The plaza was empty. It wasn't like any other Friday, when parents arrive at the Jewish school in Aix-en-Provence to pick up their children.
Two of the institution's security guards, reinforced by soldiers with assault rifles, stood at the front of the building, which also includes a synagogue and the Jewish community center.
It's a small city in the south of France, but following the developing events in the capital, Paris, the fear has become much more concrete.
In nearby Marseilles, less than an hour's drive away, there are Muslim neighborhoods which even the police are afraid to visit. When elections were held in Tunisia, the support for the Islamic party was much higher in Marseilles than in the origin country. That doesn’t mean that all of the party's supporters approve of terror. But it is terrifying.
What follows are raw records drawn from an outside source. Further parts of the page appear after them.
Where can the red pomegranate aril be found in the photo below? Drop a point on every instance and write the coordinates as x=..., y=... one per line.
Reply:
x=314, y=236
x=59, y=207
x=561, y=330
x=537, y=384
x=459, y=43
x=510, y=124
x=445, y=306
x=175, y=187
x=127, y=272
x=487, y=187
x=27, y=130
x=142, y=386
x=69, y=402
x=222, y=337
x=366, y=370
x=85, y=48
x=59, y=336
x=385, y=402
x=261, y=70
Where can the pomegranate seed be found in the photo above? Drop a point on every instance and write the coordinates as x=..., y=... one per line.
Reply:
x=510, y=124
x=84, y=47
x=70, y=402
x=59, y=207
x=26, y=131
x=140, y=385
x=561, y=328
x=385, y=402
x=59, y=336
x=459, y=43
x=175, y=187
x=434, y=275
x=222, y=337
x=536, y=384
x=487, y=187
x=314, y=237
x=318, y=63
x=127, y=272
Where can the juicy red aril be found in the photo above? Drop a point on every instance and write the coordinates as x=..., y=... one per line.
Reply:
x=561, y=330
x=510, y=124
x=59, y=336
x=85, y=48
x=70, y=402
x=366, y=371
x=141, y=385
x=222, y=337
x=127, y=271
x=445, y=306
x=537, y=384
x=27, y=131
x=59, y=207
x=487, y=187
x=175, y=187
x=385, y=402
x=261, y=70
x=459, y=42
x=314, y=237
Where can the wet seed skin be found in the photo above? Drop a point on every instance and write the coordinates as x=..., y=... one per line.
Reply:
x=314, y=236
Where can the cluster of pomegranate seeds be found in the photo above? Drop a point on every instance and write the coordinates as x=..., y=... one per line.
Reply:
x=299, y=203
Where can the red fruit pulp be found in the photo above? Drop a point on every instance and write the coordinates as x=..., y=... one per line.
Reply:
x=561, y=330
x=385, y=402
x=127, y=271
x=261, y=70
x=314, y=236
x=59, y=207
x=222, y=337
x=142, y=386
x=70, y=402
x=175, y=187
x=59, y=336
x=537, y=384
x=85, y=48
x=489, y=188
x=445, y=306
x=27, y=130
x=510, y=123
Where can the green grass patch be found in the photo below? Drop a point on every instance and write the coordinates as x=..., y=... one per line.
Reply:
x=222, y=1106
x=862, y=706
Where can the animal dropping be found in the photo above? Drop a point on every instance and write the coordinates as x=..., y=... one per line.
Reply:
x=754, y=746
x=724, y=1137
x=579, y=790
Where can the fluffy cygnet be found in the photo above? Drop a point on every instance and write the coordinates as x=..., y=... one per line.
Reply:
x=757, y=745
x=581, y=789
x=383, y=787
The problem is not the old anti-Semitism. The problem is the new anti-Semitism, and the problem is the direction France is heading in. In Sarcelles, a town near Paris inhabited by North Africans, where Jews and Muslims have been living in relative peace for the past few decades, something happened in the past summer – and anti-Israel protests quickly turned into violent protests against Jews. Some of the neighbors also turned into rioting hooligans.
"I am so scared that I haven't left the house in three days," a Jewish woman from Sarcelles told me. "As soon as I get the chance, I'll get out of here. There was violence. There was vandalism. Stores were destroyed and torched. It's only a miracle that there were no casualties. But no one is willing to take a risk about the future. No one is deluding himself that the coexistence will return."
France's Jews feel like Israel's Jews in the height of the intifada. Many of them wear skullcaps when they arrive in Israel. It's not that they are devout Jews. In France they just can't walk around with skullcaps. In Israel they enjoy a free domain – the freedom to wear a kippah, an impossible treat in their place of residence. Now it's only getting worse.
I watched the parents arriving at the school, at the beginning or at the end of the school day. They glanced fearfully in all directions.
There have been terror attacks against Jews before. One was carried out in the city of Toulouse by Mohammed Merah, a duplicate of the Kouachi brothers, who carried out the murder at the Charlie Hebdo office.
It's true that most Muslims don't support terror. But too many of them are in favor of applying Sharia law. And their leader, Tariq Ramadan, is an authentic representative of the double talk: He is both a clear supporter of the Muslims' integration in Europe and a fervent supporter of the Islamic "resistance" in Morocco, in Chechnya, in Palestine, in Pakistan and in Afghanistan. The man is now chanting in favor of freedom of expression. He may be a professor, but he is as slippery as an eel – and this is the "moderate" spiritual leader of many of France's young Muslims.
France is under attack, and the Jewish community is under a double attack. The French are starting to feel like foreigners in their country, and for the Jews it's a double foreignness. They are already accustomed to an anti-Semitic right, whose finest hour was the Dreyfus affair.
Dark people on the left, usually anti-Zionists, operate alongside the anti-Semitic right, and in the past summer's protests they marched alongside Hamas-supporting jihadists.
There are millions of French people, including decent and law-abiding Muslims – but the jihadists, even if there are only few of them, are far from being defeated.
France has its concerns. The Jews have more concerns. The events of the past week served as a milestone for France. Many Jews feel this is a milestone ahead of the end of the road in France.